Do not ridicule new Gackt fans or crazed Gackt fans (who are just as crazed as you, but you won't admit it), do not treat them as if you are a higher being because you're not. Chances are they found out about Gackt the same way you did- on the internet, from a friend, or by bumping into a guy who proclaims he is Gackt and that he wants to sleep with you because everyone wants to sleep with Gackt.

Please be courteous and not write long and descriptive letters on what you would do to Gackt alone in a room- or whatever -to him. Do not send pictures of yourself in the nude in your ‘super sexy women‘ pose.** That is extremely rude, and no one will appreciate that kind of thing.

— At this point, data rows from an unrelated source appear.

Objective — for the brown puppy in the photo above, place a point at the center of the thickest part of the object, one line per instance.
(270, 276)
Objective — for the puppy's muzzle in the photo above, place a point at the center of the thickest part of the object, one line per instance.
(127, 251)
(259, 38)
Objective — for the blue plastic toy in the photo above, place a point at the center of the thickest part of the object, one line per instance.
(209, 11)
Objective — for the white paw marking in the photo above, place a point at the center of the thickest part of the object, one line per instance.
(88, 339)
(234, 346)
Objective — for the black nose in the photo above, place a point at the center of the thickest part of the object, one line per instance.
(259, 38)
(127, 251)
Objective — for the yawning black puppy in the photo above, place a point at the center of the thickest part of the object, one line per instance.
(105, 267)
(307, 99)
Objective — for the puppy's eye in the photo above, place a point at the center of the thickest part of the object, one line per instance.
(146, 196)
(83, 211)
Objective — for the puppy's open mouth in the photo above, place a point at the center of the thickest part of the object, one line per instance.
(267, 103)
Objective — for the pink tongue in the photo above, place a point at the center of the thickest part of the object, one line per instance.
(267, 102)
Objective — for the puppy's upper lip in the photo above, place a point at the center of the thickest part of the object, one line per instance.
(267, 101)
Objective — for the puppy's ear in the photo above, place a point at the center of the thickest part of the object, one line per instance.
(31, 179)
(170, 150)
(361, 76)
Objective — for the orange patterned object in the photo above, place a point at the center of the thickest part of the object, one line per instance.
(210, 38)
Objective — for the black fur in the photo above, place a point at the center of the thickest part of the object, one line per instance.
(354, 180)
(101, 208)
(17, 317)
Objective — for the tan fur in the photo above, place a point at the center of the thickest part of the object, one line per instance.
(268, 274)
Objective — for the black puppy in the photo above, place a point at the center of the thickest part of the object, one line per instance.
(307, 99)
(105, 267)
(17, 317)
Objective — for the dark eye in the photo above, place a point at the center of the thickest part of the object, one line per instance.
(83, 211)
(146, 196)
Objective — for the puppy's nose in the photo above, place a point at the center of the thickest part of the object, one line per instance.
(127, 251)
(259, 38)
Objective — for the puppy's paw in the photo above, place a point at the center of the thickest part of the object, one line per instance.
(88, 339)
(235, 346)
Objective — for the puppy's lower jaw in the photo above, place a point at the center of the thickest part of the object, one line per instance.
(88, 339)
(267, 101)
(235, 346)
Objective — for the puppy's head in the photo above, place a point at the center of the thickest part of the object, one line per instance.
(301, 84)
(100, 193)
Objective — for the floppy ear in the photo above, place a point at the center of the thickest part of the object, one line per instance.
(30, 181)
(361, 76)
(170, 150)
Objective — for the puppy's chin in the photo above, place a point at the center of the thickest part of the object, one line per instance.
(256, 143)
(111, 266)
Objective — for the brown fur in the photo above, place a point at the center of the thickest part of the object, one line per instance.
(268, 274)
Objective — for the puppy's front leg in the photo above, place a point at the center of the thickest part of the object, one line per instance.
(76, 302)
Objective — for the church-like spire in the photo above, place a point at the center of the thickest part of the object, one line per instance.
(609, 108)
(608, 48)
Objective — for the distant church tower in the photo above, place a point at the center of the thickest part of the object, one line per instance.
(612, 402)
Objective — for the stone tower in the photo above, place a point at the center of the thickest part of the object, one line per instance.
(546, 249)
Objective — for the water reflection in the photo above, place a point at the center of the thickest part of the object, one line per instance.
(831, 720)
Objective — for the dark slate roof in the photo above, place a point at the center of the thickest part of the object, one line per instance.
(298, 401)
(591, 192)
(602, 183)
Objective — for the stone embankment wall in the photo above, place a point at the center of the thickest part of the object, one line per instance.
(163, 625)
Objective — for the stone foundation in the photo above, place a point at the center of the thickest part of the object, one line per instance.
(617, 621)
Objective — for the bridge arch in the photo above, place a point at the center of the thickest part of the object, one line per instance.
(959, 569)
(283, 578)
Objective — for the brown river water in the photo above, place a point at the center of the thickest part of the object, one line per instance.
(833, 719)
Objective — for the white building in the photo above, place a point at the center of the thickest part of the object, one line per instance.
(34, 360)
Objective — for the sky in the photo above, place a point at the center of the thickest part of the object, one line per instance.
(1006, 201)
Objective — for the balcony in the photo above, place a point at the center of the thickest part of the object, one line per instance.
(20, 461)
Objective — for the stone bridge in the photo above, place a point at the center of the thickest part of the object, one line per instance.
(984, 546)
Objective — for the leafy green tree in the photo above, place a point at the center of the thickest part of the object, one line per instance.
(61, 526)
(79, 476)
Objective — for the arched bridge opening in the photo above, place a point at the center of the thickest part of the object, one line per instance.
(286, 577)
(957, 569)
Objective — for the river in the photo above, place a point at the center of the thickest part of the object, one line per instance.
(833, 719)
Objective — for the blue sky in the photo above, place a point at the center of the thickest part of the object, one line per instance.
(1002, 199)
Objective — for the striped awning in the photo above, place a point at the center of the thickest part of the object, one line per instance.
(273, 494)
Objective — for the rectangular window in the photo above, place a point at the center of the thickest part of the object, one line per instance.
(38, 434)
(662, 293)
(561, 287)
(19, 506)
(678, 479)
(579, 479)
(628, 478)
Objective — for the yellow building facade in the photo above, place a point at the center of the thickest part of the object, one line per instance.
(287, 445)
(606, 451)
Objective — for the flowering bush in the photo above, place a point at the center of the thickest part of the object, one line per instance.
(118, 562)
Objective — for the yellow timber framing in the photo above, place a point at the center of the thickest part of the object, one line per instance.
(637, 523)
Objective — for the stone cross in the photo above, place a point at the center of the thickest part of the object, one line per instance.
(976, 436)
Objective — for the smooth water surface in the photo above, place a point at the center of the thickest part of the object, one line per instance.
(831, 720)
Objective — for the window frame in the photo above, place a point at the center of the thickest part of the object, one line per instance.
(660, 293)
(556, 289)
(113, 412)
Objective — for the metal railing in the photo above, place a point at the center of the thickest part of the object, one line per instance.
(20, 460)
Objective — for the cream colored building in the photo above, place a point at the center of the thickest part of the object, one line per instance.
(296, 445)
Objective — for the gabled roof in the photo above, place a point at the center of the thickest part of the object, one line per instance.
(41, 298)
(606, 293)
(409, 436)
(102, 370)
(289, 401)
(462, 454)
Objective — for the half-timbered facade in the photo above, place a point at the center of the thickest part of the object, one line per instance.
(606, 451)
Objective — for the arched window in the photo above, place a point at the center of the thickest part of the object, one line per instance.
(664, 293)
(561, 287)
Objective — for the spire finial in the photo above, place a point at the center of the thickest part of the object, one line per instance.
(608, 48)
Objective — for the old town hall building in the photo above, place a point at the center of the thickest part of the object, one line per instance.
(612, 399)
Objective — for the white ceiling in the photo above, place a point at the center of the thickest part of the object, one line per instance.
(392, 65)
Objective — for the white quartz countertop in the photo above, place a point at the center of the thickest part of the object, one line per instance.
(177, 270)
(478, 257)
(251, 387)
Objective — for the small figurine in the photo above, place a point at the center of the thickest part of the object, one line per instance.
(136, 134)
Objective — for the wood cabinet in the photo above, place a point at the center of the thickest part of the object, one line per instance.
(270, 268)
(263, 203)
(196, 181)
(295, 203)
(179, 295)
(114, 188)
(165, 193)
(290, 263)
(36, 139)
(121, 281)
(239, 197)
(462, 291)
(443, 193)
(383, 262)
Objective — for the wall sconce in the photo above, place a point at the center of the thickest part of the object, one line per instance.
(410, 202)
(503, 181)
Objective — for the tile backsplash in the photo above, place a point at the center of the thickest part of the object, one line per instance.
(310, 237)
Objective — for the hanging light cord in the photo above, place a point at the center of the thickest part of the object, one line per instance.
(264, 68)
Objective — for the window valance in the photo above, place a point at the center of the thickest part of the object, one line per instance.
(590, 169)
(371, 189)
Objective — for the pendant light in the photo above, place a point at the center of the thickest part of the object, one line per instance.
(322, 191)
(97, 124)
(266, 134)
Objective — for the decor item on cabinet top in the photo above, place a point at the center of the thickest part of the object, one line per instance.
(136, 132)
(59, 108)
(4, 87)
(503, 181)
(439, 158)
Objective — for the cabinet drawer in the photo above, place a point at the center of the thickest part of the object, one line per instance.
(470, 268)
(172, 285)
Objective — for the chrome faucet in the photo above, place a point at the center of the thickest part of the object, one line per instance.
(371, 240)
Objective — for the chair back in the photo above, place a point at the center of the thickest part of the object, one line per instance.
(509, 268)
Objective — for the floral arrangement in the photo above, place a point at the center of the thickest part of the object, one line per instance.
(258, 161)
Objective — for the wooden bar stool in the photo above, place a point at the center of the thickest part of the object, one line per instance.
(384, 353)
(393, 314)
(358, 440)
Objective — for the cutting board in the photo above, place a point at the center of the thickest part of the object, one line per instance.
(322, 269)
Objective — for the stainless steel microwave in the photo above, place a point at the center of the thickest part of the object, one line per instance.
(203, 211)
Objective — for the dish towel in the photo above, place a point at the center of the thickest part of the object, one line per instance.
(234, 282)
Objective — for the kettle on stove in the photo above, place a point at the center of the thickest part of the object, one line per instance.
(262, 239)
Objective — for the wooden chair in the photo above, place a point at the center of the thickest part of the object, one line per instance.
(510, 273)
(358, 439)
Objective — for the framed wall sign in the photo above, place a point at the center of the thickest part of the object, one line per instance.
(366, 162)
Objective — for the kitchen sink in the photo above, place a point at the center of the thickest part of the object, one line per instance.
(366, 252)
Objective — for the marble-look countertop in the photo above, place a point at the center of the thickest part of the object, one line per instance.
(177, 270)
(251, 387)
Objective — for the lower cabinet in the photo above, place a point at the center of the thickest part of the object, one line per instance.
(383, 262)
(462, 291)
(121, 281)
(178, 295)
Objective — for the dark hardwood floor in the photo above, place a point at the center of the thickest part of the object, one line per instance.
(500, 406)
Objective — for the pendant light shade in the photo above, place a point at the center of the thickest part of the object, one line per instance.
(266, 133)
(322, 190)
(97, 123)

Do not send a novel about how hot Gackt it. We know. He knows, cause chances are- he's not blind and has a lot of people telling him that. There are mirrors for a reason too.

Do not make websites where all you put is “Gackt is fab”. Do not send emails/instant messages to the webmaster about how hot he is- and keep on sending them so much the webmaster goes absolutely bonkers and tries to kill everyone by using a butter knife. Please do not write in the guest book on how 'hot' Gackt is- but rather on the quality of the site or discuss about the non-existent spellings errors. Or make some up.

Gackt is fab. Don't you wanna be fab fan? Be a fan- and don't bite other fans.

*This is not a Gackt Fact.
**Some has done this- the letter was sent to the wrong address and she got reprimanded in Japanese.